In 2014, 283.2 million people in the U.S., 89.6 percent of the U.S. population had some type of health insurance, with 66 percent of workers covered by a private health insurance plan. Among the insured, 115.4 million people, 36.5 percent of the population, received coverage through the U.S. government in 2014 through Medicare (50.5 million), Medicaid (61.65 million), and/or Veterans Administration or other military care (14.14 million) (people may be covered by more than one government plan). In 2014, nearly 32.9 million people in the U.S. had no health insurance.
This fact sheet will compare the U.S. health care system to other advanced industrialized nations, with a focus on the problems of high health care costs and disparities in insurance coverage in the U.S. It will then outline some common methods used in other countries to lower health care costs, examine the German health care system as a model for non-centralized universal care, and put the quality of U.S. health care in an international context.
In Comparison to Other OECD Countries
The Organization for Economic Co-operation and Development (OECD) is an international forum committed to global development that brings together 34 member countries to compare and discuss government policy in order to “promote policies that will improve the economic and social well-being of people around the world.” The OECD countries are generally advanced or emerging economies. Of the member states, the U.S. and Mexican governments play the smallest role in overall financing of health care. However, public (i.e. government) spending on health care per capita in the U.S. is greater than all other OECD countries, except Norway and the Netherlands.
This seeming anomaly is attributable, in part, to the high cost of health care in the U.S. Indeed, the U.S. spends considerably more on health care than any other OECD country.
The OECD found that in 2013, the U.S. spent $8,713 per person or 16.4 percent of its GDP on health care—far higher than the OECD average of 8.9 percent per person. Following the U.S. were the Netherlands, which allocated 11.1 percent of its GDP, then Switzerland also at 11.1 percent, and Sweden, which allocated 11 percent of its GDP to health care in 2013. In North America, Canada and Mexico spent respectively 10.2 percent and 6.2 percent of their GDP on health care.
Drivers of Health Care Spending in the U.S.
Prohibitively high cost is the primary reason Americans give for problems accessing health care. Americans with below-average incomes are much more likely than their counterparts in other countries to report not: visiting a physician when sick; getting a recommended test, treatment, or follow-up care; filling a prescription; and seeing a dentist. Fifty-nine percent of physicians in the U.S. acknowledge their patients have difficulty paying for care. In 2013, 31 percent of uninsured adults reported not getting or delaying medical care because of cost, compared to five percent of privately insured adults and 27 percent of those on public insurance, including Medicaid/CHIP and Medicare.

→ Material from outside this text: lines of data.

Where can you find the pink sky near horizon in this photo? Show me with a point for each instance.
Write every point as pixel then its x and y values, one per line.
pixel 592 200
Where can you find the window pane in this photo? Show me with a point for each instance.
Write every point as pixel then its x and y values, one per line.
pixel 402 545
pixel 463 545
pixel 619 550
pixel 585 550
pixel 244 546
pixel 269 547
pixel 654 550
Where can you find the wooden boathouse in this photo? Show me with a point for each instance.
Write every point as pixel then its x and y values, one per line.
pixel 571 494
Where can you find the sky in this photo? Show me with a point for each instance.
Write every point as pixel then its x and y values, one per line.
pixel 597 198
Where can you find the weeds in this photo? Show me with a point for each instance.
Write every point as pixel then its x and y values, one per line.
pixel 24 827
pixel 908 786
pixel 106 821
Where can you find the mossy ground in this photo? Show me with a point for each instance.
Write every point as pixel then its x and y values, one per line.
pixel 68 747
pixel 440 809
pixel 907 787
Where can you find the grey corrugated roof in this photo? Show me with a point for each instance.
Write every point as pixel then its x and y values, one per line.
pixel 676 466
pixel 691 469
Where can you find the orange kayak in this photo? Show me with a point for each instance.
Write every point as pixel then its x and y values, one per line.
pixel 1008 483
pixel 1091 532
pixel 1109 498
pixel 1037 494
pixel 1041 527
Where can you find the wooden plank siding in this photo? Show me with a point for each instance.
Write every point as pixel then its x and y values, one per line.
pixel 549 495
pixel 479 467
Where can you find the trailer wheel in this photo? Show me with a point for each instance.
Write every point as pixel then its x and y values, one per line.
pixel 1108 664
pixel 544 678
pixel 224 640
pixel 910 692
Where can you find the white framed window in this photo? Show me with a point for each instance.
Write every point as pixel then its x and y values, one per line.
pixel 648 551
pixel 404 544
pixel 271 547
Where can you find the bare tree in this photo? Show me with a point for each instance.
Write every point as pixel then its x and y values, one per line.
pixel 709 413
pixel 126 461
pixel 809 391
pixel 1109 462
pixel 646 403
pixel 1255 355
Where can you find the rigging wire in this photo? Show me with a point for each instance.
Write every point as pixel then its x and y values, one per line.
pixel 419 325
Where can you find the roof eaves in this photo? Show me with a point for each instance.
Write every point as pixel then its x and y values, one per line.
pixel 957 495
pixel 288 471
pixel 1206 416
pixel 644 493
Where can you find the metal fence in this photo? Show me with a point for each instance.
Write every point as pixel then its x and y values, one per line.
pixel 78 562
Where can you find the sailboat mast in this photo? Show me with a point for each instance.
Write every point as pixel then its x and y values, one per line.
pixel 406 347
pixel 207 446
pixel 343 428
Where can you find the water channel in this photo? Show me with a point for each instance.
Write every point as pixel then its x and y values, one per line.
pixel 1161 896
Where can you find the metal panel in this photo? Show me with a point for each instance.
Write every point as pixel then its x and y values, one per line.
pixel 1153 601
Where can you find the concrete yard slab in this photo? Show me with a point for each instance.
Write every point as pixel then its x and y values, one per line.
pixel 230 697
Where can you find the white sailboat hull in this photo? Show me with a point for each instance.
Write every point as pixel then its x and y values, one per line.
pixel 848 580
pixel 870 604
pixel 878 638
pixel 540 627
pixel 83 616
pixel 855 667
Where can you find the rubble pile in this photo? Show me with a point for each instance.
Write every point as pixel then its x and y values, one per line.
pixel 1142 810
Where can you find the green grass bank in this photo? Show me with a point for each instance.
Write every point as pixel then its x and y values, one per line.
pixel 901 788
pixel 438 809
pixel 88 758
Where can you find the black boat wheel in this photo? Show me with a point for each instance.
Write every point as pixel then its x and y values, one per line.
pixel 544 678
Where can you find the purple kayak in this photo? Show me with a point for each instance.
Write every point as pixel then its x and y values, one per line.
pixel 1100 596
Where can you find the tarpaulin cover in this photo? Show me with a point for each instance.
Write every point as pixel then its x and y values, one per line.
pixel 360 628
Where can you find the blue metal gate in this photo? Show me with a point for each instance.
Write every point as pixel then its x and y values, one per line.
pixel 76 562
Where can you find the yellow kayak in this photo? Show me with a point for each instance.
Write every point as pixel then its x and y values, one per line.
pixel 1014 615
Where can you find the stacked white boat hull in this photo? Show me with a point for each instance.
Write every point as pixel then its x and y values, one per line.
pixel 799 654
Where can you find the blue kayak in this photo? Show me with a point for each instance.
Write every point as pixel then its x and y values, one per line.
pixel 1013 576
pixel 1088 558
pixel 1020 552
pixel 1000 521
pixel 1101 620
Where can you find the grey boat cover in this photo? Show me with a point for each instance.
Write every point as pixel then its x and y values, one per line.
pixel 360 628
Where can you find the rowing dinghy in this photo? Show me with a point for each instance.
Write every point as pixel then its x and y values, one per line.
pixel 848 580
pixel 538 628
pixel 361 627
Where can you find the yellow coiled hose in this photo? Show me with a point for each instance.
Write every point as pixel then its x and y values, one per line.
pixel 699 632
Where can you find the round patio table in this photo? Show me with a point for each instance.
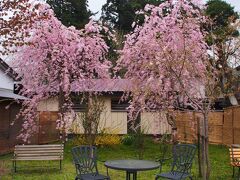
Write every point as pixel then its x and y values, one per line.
pixel 131 166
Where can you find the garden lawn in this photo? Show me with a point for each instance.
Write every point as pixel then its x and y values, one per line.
pixel 44 170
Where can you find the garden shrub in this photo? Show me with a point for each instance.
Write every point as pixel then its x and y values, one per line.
pixel 128 139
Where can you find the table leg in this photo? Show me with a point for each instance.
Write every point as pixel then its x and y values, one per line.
pixel 128 175
pixel 134 175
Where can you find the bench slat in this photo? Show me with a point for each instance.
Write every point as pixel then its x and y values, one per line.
pixel 42 145
pixel 39 151
pixel 34 149
pixel 49 154
pixel 38 158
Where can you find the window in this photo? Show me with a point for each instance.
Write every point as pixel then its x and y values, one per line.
pixel 78 104
pixel 117 105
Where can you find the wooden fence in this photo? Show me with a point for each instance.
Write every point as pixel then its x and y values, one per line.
pixel 224 126
pixel 8 133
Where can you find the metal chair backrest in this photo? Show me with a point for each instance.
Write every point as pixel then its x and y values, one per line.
pixel 183 155
pixel 85 159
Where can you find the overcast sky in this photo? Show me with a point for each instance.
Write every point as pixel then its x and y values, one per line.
pixel 96 5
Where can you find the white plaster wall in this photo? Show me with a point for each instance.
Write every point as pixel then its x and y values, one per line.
pixel 112 122
pixel 5 81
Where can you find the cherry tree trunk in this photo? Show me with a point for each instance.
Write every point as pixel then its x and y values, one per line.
pixel 204 140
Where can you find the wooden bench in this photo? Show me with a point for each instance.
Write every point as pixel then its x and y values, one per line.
pixel 234 150
pixel 38 153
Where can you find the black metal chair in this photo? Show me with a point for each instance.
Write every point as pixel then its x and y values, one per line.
pixel 183 155
pixel 85 160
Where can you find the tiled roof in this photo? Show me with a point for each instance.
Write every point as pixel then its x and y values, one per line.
pixel 8 70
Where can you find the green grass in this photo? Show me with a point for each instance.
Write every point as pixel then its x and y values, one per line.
pixel 49 170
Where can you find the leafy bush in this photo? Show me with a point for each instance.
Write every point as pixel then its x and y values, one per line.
pixel 128 139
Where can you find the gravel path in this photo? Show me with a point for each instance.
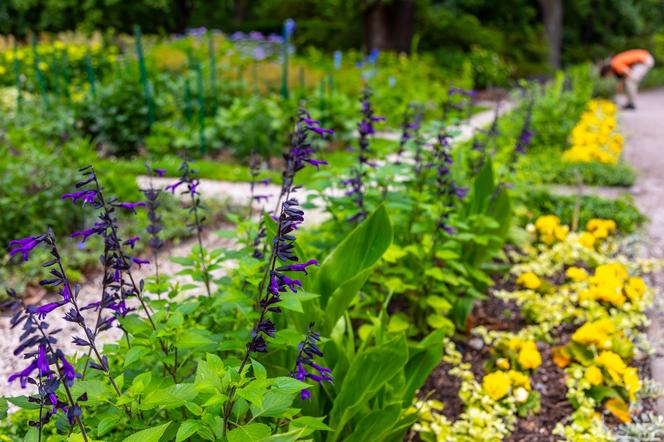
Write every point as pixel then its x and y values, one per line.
pixel 236 193
pixel 644 132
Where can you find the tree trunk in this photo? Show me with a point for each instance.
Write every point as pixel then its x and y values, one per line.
pixel 388 26
pixel 552 16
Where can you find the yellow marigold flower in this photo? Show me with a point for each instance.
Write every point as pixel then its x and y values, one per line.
pixel 519 379
pixel 632 382
pixel 496 385
pixel 595 333
pixel 593 375
pixel 560 357
pixel 503 364
pixel 514 343
pixel 529 280
pixel 529 356
pixel 576 274
pixel 587 240
pixel 635 287
pixel 521 395
pixel 613 363
pixel 619 409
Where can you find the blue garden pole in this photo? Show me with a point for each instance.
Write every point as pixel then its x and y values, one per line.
pixel 289 27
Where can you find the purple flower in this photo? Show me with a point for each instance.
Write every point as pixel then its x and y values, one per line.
pixel 24 374
pixel 140 261
pixel 24 246
pixel 45 309
pixel 85 234
pixel 87 196
pixel 308 351
pixel 298 267
pixel 130 206
pixel 131 242
pixel 68 370
pixel 172 187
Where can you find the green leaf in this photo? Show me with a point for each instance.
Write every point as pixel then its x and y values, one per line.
pixel 187 429
pixel 259 371
pixel 22 402
pixel 170 397
pixel 345 270
pixel 32 435
pixel 196 339
pixel 375 424
pixel 149 435
pixel 134 354
pixel 440 322
pixel 370 370
pixel 3 408
pixel 249 433
pixel 105 425
pixel 310 422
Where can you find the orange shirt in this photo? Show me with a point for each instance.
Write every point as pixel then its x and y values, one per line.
pixel 621 63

While there is no agreement as to the single cause of rising U.S. health care costs, experts have identified three contributing factors. The first is the cost of new technologies and prescription drugs. Some analysts have argued “that the availability of more expensive, state-of-the-art medical technologies and drugs fuels health care spending for development costs and because they generate demand for more intense, costly services even if they are not necessarily cost-effective.” In 2013, the U.S. spent $1,026 per capita on pharmaceuticals and other non-durable medical care, more than double the OECD average of $515.
Another explanation for increased costs is the rise of chronic diseases, including obesity. Nationally, health care costs for chronic diseases contribute huge proportions to health care costs, particularly during end of life care. “Patients with chronic illness in their last two years of life account for about 32% of total Medicare spending, much of it going toward physician and hospital fees associated with repeated hospitalizations.” The National Academy of Sciences found that among other high-income nations the U.S. has a higher rate of chronic illness and a lower overall life expectancy. Their findings suggest that this holds true even when controlling for socio-economic disparity. Experts are focusing more on preventative care in an effort to improve health and reduce the financial burdens associated with chronic disease. One provision of the Patient Protection and Affordable Care Act, commonly referred to as simply the Affordable Care Act (ACA), implemented in 2013, provides additional Medicaid funding for states providing low cost access to preventative care.
Finally, high administrative costs are a contributing factor to the inflated costs of U.S. health care. The U.S. leads all other industrialized countries in the share of national health care expenditures devoted to insurance administration. It is difficult to determine the exact differences between public and private administrative costs, in part because the definition of “administrative” varies widely. Further, the government outsources some of its administrative needs to private firms. What is clear is that larger firms spend a smaller percentage of their total expenditures on administration, and nationwide estimates suggest that as much as half of the $361 billion spent annually on administrative costs is wasteful. In January 2013, a national pilot program implemented under the ACA began. The aim is to improve administrative efficiency by allowing doctors and hospitals to bundle billing for an episode of care rather than the current ad hoc method.